Sin embargo, creo que esta es una perspectiva que debemos tratar de recuperar y descubrir de nuevo a medida que tratamos de luchar con las consecuencias de los cambios que la humanidad ha causado en nuestro planeta compartido y vulnerable, un planeta que alberga ahora a más de 7.600 millones de seres humanos e innumerables animales y plantas.
Estos cambios con los que vivimos, que padece el mundo de hoy, son en sí mismos producto de un tipo muy particular de civilización humana, formada por dos grandes revoluciones en la organización económica y social, el Neolítico y las Revoluciones Industriales, que produjeron y reprodujeron ideas e ideales muy particulares de "hogar", y que en sus suposiciones son nuestro legado contemporáneo pero que no están abiertas como deberían a la crítica y evaluación en los estudiosos responsables y el debate ciudadano, y tal vez esto limite nuestra capacidad de volver a imaginar hoy nuestro futuro colectivo.

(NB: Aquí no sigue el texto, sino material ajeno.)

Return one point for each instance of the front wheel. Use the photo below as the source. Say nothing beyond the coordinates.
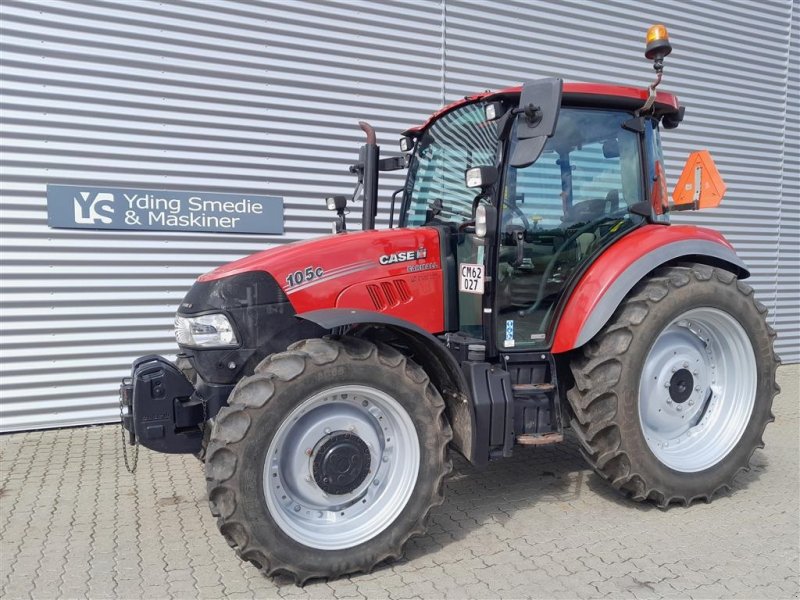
(328, 459)
(672, 397)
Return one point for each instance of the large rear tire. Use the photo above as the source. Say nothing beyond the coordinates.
(671, 398)
(328, 459)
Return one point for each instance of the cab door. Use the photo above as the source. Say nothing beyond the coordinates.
(557, 214)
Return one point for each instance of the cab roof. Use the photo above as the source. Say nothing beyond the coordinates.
(581, 94)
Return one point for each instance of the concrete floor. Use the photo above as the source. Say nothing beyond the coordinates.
(75, 524)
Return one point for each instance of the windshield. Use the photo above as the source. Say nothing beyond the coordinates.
(457, 141)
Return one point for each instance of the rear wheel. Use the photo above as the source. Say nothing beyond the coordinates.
(672, 397)
(328, 459)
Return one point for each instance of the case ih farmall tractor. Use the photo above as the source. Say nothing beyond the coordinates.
(533, 284)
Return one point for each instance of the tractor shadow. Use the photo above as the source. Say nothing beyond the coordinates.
(541, 479)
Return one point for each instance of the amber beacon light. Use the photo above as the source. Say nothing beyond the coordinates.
(658, 45)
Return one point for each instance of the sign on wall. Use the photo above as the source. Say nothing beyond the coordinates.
(83, 207)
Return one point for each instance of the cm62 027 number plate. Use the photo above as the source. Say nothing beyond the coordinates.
(470, 279)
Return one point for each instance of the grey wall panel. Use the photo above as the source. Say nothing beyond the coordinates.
(224, 96)
(263, 97)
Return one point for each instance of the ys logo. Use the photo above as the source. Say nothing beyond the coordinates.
(94, 207)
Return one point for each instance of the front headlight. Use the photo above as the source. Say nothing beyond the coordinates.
(205, 331)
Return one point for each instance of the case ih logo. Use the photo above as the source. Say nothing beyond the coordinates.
(390, 259)
(94, 208)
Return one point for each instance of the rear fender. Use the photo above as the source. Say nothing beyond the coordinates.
(604, 285)
(430, 353)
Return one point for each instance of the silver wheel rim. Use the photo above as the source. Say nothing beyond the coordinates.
(697, 390)
(292, 486)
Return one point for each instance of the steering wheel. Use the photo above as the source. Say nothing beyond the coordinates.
(575, 235)
(517, 212)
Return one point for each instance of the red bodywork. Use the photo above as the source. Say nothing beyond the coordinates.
(353, 276)
(347, 270)
(665, 99)
(606, 268)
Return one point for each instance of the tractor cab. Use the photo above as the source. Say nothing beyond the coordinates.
(524, 214)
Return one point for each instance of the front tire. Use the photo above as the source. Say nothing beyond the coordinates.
(671, 398)
(328, 459)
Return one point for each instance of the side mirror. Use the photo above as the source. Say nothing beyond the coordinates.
(482, 176)
(539, 104)
(406, 144)
(494, 110)
(336, 203)
(485, 220)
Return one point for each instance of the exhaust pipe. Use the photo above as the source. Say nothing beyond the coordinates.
(368, 161)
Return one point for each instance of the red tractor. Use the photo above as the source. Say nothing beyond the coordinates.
(533, 284)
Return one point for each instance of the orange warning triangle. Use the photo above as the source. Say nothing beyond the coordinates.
(700, 183)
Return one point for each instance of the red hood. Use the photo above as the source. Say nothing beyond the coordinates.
(353, 270)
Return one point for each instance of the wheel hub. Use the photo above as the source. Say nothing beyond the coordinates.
(697, 389)
(681, 385)
(341, 463)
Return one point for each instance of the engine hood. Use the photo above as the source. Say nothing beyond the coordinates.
(397, 271)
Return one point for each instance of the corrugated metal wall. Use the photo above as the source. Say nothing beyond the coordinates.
(263, 97)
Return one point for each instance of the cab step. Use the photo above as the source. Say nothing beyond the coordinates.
(536, 439)
(524, 389)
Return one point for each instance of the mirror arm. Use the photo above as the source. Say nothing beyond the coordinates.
(391, 206)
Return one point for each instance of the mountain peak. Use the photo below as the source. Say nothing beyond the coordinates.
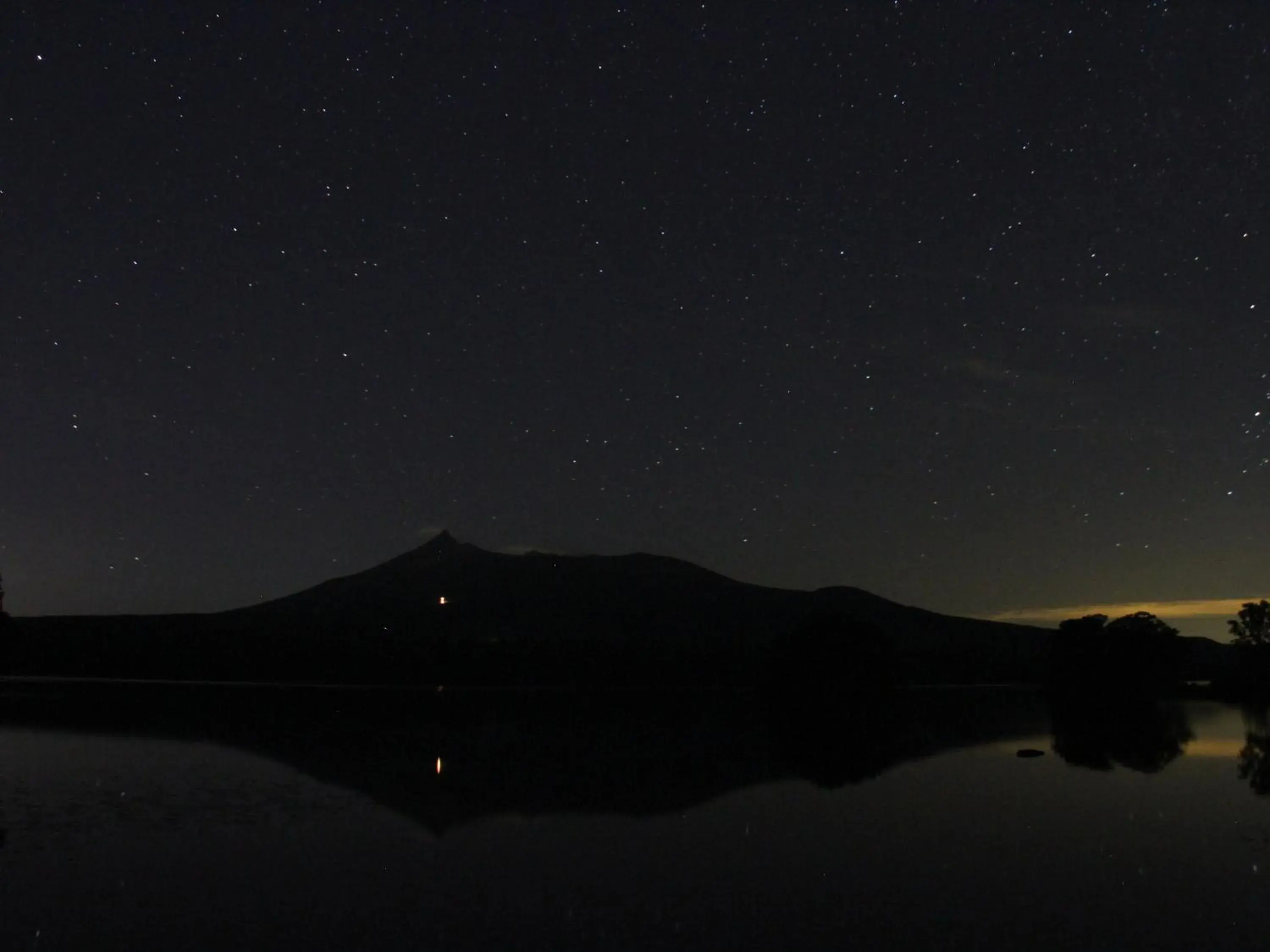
(442, 545)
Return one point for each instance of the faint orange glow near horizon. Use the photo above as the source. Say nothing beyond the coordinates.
(1192, 608)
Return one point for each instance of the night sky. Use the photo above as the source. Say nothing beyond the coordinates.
(962, 304)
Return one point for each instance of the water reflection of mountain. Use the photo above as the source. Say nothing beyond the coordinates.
(1142, 735)
(446, 761)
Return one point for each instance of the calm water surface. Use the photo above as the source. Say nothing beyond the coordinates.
(162, 823)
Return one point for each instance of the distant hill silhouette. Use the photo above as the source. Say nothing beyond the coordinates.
(529, 620)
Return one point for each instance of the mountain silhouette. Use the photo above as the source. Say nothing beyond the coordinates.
(450, 612)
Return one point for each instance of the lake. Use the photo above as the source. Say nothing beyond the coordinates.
(214, 818)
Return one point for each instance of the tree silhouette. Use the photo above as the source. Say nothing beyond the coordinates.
(1253, 627)
(1137, 653)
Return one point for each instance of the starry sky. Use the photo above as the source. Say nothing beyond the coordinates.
(963, 304)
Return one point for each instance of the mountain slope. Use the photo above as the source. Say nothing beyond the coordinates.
(526, 620)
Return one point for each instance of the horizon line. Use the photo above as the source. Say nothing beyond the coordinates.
(1179, 608)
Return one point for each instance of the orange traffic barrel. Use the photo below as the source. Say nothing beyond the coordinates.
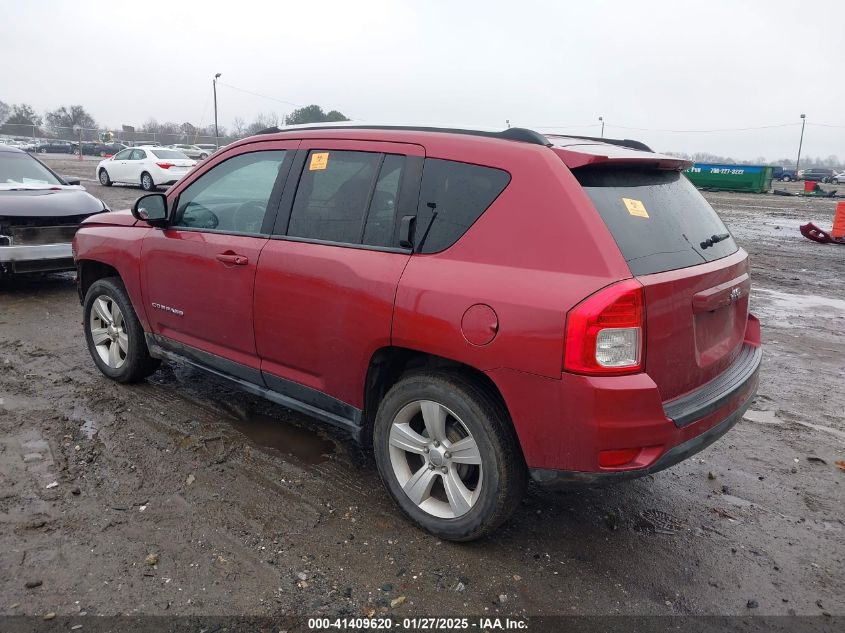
(839, 221)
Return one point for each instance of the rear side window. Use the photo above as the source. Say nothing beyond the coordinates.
(347, 197)
(167, 153)
(658, 218)
(453, 196)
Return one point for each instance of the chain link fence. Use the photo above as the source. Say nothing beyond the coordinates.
(28, 132)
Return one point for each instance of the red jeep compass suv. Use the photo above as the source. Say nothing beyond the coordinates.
(481, 307)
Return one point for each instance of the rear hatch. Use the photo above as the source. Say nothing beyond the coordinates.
(695, 277)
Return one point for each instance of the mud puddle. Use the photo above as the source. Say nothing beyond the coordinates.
(787, 309)
(275, 435)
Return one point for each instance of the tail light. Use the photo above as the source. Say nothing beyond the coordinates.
(605, 332)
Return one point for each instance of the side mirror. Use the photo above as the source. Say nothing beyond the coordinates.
(152, 209)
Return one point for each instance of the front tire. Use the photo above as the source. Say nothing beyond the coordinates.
(448, 455)
(113, 333)
(147, 183)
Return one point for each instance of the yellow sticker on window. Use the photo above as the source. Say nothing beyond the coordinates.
(635, 207)
(319, 160)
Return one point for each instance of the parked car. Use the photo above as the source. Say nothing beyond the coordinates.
(56, 147)
(477, 307)
(91, 148)
(147, 166)
(191, 151)
(784, 174)
(818, 174)
(39, 213)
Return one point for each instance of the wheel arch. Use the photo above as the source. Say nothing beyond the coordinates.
(388, 365)
(88, 271)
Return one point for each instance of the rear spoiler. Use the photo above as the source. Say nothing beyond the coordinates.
(581, 151)
(576, 156)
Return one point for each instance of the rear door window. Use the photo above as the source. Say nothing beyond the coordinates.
(658, 218)
(453, 196)
(347, 197)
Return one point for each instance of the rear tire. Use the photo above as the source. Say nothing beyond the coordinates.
(113, 333)
(147, 183)
(464, 485)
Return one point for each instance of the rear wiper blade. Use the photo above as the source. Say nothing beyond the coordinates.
(714, 239)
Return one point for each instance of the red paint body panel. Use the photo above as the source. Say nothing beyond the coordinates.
(321, 312)
(687, 345)
(181, 271)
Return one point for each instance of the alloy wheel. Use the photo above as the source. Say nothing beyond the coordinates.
(435, 459)
(108, 331)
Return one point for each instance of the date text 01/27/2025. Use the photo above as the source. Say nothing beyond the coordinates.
(418, 624)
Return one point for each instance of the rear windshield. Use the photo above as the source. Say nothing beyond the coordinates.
(657, 217)
(167, 153)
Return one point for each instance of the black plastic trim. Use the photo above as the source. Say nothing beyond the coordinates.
(621, 142)
(563, 479)
(711, 396)
(284, 392)
(520, 134)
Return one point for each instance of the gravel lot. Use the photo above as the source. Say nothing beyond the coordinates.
(248, 508)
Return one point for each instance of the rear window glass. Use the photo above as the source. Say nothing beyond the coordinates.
(658, 218)
(167, 153)
(459, 193)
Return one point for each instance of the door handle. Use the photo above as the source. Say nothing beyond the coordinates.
(232, 259)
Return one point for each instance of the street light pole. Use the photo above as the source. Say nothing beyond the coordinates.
(216, 135)
(800, 143)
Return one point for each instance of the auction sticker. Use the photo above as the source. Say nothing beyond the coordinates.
(319, 160)
(635, 207)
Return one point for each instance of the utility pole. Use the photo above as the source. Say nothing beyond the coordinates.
(216, 135)
(800, 143)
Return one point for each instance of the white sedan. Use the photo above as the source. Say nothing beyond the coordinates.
(147, 166)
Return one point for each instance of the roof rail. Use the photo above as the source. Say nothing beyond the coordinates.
(614, 141)
(510, 134)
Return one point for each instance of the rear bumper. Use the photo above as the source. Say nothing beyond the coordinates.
(574, 430)
(689, 424)
(561, 479)
(35, 252)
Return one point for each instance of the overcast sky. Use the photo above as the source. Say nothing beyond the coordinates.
(555, 66)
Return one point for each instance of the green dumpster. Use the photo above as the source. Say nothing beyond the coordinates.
(750, 178)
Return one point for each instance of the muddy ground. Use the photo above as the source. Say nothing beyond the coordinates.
(248, 508)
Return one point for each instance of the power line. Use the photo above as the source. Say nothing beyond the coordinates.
(731, 129)
(826, 125)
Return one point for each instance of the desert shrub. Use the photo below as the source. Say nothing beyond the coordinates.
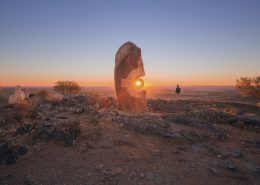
(43, 93)
(249, 87)
(67, 87)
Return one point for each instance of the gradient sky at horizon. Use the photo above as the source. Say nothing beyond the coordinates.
(189, 42)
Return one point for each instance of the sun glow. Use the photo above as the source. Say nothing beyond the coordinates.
(138, 83)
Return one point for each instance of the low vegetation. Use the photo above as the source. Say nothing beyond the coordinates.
(249, 87)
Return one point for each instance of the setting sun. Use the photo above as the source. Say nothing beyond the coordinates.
(138, 83)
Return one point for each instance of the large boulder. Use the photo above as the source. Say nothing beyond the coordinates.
(128, 84)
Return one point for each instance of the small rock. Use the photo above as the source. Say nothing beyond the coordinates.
(214, 170)
(118, 170)
(237, 153)
(231, 166)
(99, 167)
(153, 176)
(28, 180)
(22, 150)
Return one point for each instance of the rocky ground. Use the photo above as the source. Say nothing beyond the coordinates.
(85, 140)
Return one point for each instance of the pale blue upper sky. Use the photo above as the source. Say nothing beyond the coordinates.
(196, 42)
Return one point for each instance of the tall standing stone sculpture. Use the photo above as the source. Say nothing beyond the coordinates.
(129, 86)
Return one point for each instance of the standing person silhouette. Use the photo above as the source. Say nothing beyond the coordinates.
(178, 90)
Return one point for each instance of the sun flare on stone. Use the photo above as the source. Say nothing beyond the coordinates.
(138, 83)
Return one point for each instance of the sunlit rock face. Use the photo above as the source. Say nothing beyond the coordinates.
(18, 97)
(129, 86)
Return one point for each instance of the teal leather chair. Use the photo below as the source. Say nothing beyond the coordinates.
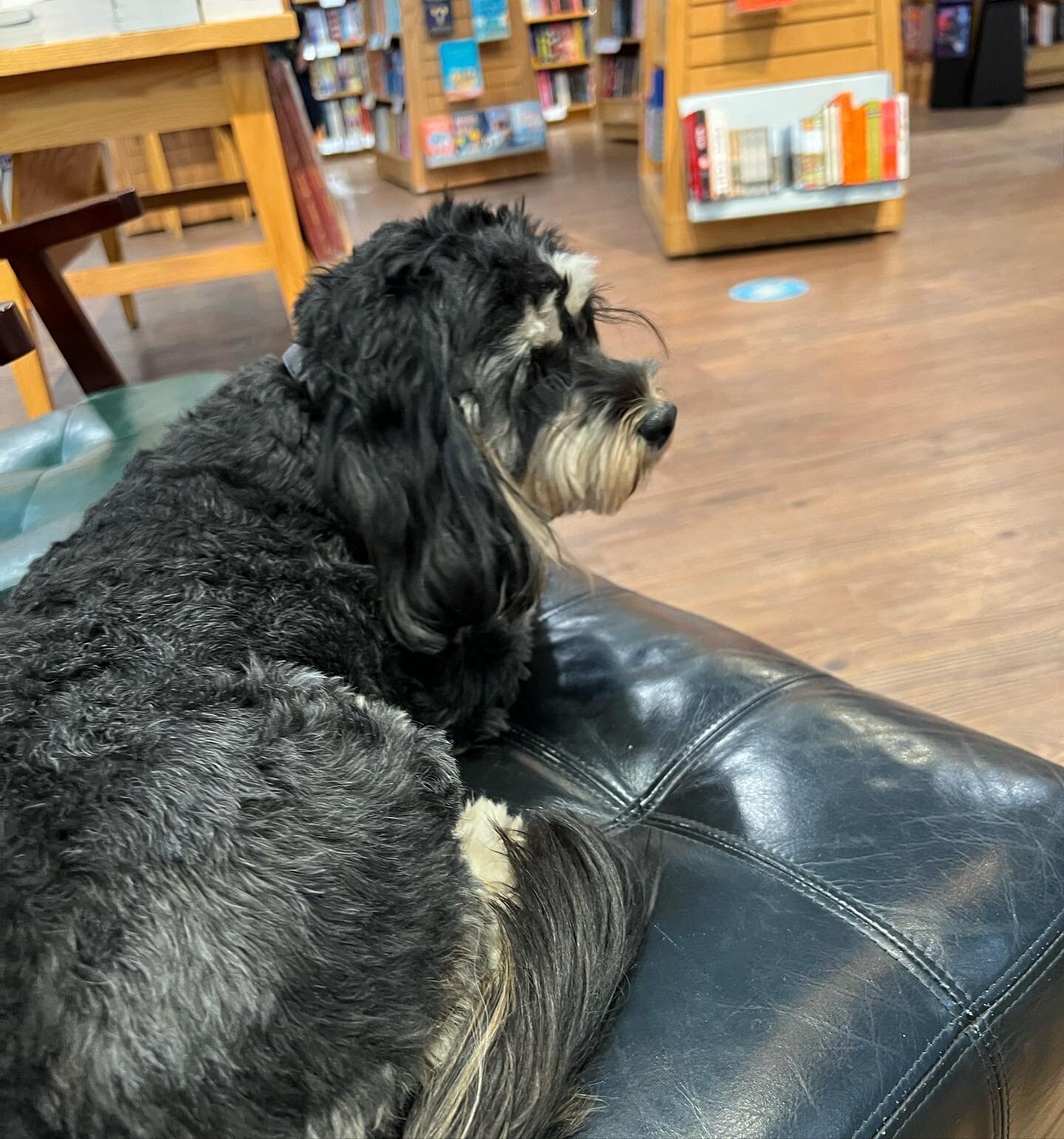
(54, 467)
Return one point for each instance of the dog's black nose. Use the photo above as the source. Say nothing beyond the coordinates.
(656, 426)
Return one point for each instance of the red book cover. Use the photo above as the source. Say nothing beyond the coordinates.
(860, 145)
(889, 128)
(318, 220)
(694, 177)
(845, 103)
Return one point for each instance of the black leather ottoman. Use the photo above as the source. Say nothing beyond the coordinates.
(860, 928)
(862, 920)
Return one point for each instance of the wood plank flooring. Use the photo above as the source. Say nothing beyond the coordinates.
(870, 477)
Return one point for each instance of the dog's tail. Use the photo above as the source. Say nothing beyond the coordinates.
(561, 914)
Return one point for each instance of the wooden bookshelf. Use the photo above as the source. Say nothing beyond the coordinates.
(559, 112)
(508, 79)
(1045, 66)
(618, 114)
(338, 139)
(706, 46)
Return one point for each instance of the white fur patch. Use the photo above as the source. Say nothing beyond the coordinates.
(540, 325)
(579, 270)
(477, 832)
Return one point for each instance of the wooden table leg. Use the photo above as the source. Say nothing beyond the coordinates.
(254, 130)
(159, 172)
(231, 168)
(30, 369)
(63, 315)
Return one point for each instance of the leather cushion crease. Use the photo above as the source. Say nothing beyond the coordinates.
(860, 928)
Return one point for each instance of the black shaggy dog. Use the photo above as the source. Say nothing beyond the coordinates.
(241, 893)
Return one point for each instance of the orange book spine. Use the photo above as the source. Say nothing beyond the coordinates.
(859, 144)
(845, 103)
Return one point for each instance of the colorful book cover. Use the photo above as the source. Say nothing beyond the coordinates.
(468, 128)
(694, 180)
(859, 143)
(491, 19)
(702, 154)
(720, 159)
(437, 138)
(439, 17)
(889, 129)
(528, 124)
(902, 104)
(873, 109)
(498, 129)
(460, 67)
(952, 31)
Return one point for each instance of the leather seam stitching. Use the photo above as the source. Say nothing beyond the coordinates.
(999, 1012)
(649, 798)
(609, 590)
(941, 985)
(908, 1107)
(561, 758)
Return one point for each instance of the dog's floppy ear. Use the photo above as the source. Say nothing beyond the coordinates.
(400, 467)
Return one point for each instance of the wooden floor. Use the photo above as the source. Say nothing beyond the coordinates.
(870, 477)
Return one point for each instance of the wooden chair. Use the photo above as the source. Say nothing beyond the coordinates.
(27, 245)
(15, 338)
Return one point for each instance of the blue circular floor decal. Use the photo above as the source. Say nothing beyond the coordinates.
(769, 288)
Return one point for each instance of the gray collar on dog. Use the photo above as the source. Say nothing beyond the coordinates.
(293, 360)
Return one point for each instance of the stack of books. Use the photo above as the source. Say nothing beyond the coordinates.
(392, 132)
(848, 145)
(842, 145)
(534, 8)
(620, 77)
(1045, 24)
(474, 136)
(386, 73)
(565, 88)
(344, 75)
(385, 18)
(628, 18)
(348, 128)
(335, 27)
(654, 136)
(559, 44)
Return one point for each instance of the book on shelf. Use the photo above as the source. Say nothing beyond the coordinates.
(347, 73)
(1045, 24)
(392, 132)
(536, 8)
(655, 117)
(565, 88)
(387, 73)
(460, 71)
(620, 77)
(628, 18)
(952, 31)
(491, 19)
(326, 27)
(841, 145)
(349, 126)
(471, 136)
(559, 44)
(385, 18)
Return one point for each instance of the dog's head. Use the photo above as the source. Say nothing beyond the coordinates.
(466, 401)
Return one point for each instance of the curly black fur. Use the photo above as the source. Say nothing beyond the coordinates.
(231, 903)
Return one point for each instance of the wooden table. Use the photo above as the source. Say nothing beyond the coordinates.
(82, 92)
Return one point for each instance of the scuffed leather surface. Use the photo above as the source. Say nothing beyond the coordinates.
(862, 920)
(860, 928)
(54, 467)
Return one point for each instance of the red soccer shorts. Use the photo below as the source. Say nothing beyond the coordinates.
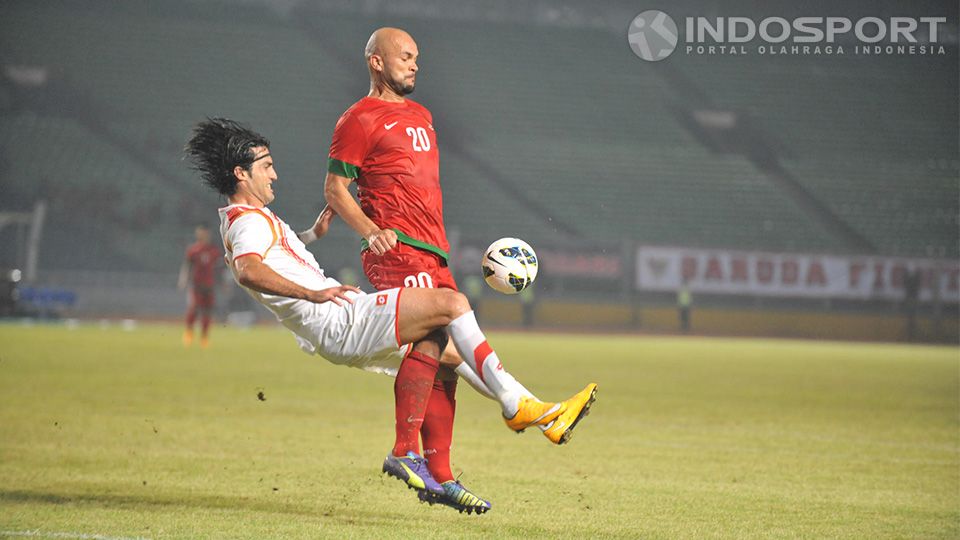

La revolución industrial, cuyo inicio se sitúa generalmente en la segunda mitad del siglo XVIII, es entendida actualmente como hecho inaugural de lo que un espacialista en química atmosférica ganador del Premio Nobel, Paul Crutzen, ha categorizado como el Antropoceno, una nueva época geológica en la historia mundial marcada por la influencia de una sola especie, la nuestra, en el entorno global.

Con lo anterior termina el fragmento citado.